I was doing a marathon of Grey's Anatomy, and I had to stop to go out for a bit to order some take-out.  I never got a chance to pick up where I left off.  My sister and her boyfriend had to arrive and monopolize the tube.  Polite as I am (or maybe just too chicken to demand for the resumption of my marathon), I'm now in front of the PC, albeit unwilling, trying to diffuse the fumes of my uncalled-for anger, or else drowning it out with the music plugged in my ears.
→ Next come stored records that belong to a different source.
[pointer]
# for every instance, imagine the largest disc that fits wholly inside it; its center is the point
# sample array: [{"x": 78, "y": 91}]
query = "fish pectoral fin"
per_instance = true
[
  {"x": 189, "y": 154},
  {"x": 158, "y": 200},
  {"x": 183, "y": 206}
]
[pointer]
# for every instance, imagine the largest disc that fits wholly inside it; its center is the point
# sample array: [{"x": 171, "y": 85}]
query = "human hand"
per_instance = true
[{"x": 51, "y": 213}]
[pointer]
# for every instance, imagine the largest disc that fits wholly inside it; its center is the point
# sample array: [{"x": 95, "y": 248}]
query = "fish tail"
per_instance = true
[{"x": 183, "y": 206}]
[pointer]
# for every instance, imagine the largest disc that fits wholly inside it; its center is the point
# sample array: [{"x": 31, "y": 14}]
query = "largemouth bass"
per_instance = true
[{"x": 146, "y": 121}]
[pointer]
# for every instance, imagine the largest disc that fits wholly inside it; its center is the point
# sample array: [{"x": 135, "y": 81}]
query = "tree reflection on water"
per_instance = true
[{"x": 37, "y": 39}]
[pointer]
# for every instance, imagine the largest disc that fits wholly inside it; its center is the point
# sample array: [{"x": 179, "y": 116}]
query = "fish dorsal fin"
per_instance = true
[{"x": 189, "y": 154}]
I'm unsociable.  I've noticed that long before.  I have an apprehension to share who I am with other people.  I can't think of anything that could be wrong about opening yourself up to others, but that's just my social behavior.  Is that bad?  I mean, I can make friends, get to know others if I want to - "if" being the operative word.  Even change, the most inevitable thing in the world, disturbs me - sometimes.  'Cause on those other times, it's what I long for in my life.  If I can't have my ideal happy ending, there better be a lot of variations, escape routes from ugly/uncomfortable situations, exits to freer positions in life or to better points of view or points to view from.  I'm becoming vague here, but I can't really spell out what I'm talking about.  Not at this point in time, anyway.  Maybe later.  Watch out for that.
Meanwhile, I now feel a bit better.  Good.